Hallo, naja „Ich verlass mich da mal lieber auf Profis.“ Sagt schon viel. Tastenentprellung ist eigentlich kein großes Ding und sollte so nebenbei laufen. Es macht schon einen Unterschied, ob Du eine Taste für z.B. sofortigen „Notstopp“ brauchst oder nur eine Lampe einschalten möchtest. Dann kommt es darauf an, welche Eingänge frei sind und ob noch ein freier Timer vorhanden ist und ob zeitkritische Aufgaben ein INT erlauben. Danach entscheidet sich, welche Möglichkeiten man wählen sollte. Ich programmiere gerne in AVR-Assembler und finde, das es wirklich kein Problem ist, eine oder mehrere Tasten zuverlässig zu entprellen.
Gruß
Carsten
Ich programmiere gerne in AVR-Assembler und finde, das es
wirklich kein Problem ist, eine oder mehrere Tasten zuverlässig zu
entprellen.
Gruß
Carsten
Sag mal Carsten, hast du wirklich hier ( unten im Link ) alles gelesen oder kommst du aus dem dort verlinkten Link zu diesem Thread hier ?
Es kommt mir vor, als ob du jetzt hier quereingestiegen bist und gar nicht verstanden hast, wo ich das Problem sehe. Sicherlich hast du dir den ganzen Thread, mit seinen 89 Antworten, nicht durchgelesen. Und deiner Antwort nach, mach es auch gar keinen Sinn, sich hier mit einzuklinken, denn für dich ist dass Thema doch abgehakt oder etwa nicht ?
Die 50 ms aus dem denounce Beispiel kann man auch auf 10 oder 20 ms verkürzen, dafür braucht man doch jetzt nicht viel Phantasie.
Und das es hier keine Gäste mehr gibt scheint nur dem Al.K. und dir entgangen zu sein :)
Und die OneButton Lib dürfte in den meisten Fällen reichen.
Ich habe hier verschiedene Geräte und auch wo anders schon erlebt, wo es
einfach nervig ist, wenn diese auf Tastendruck nicht richtig reagieren.
Ja, das ist leider schon der Normalzustand geworden. Wenn ich mal zurück denke, wie blitzschnell mein erster Videorekorder auf Eingaben reagiert hat. Heutzutage merkt man, wie im Hintergrund erstmal ein riesiges und träges RTOS angeschmissen wird. Es würde mich nicht wundern, wenn irgendwann bei jedem Tastendruck das Deckenlicht flackert wegen der hohen CPU-Last in einem Gerät.
Man spart vielleicht wenige Minuten bei der Programmkonzeption ein und der Kunde muß es um ein Vielfaches ausbaden.
Es ist ja nichtmal so, daß die Geräte zuverlässiger werden.
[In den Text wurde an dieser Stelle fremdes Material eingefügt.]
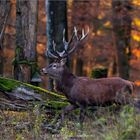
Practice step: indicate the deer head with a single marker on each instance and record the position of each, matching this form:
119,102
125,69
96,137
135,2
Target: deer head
55,69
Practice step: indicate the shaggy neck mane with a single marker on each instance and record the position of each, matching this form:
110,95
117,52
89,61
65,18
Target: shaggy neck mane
67,78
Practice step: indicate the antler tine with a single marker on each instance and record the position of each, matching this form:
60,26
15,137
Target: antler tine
51,55
84,35
54,46
76,33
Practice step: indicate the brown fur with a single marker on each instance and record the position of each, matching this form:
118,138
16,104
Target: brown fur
84,91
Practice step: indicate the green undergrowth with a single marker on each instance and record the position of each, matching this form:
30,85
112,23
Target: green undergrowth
106,123
7,84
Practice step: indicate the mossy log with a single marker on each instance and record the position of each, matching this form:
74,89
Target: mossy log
16,95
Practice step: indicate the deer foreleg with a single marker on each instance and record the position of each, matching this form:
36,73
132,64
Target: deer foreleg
66,110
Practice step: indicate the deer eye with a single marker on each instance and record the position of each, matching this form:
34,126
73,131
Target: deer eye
54,66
Im Gegenteil, die ganzen mehrfachen Instanzen, Deadlocks, Race Conditions usw. kann keiner mehr überblicken.
Bisher 89 Beiträge in 3 Tagen, doch mehr als ich zu diesem Thema
erwartet hätte...
War in der letzten Zeitspanne nicht mehr so intensiv hier im Forum tätig
Nur wie immer läßt es dieser Forumskeim irgendwie nicht zu, dass die
Leute sich auf den Kern des Threads konzentrieren können.
Wenn du eine Horde Leute zum Diskutieren einlädst, und sie dann nicht leitest, dann passiert das überall. Ist völlig normal. Hier ist es so, dass der Thread-Ersteller (also du) für die Leitung verantwortlich ist.
Ich habe Firmen erlebt, die holen sich bei schwierigen Themen sogar Externe Diskussionsleiter hinzu, damit das Thema effizient bearbeitet wird.
Im Übrigen möchte ich dich darauf hinweisen, dass du selbst ebenfalls vom Thema abgedriftet bist:
Mein Wasserkocher mit Temperaturanzeige...
mein chinesischer Küchentimer...
Das sind nette Anekdoten, kennen wir alle, jedoch zur Klärung deiner Eingangsfrage kein bisschen hilfreich. Wollen wir jetzt über Wasserkocher diskutieren? Da kann ich auch einen Schwank aus meinem Leben beitragen, der mich bewegt. Mache ich aber jetzt nicht.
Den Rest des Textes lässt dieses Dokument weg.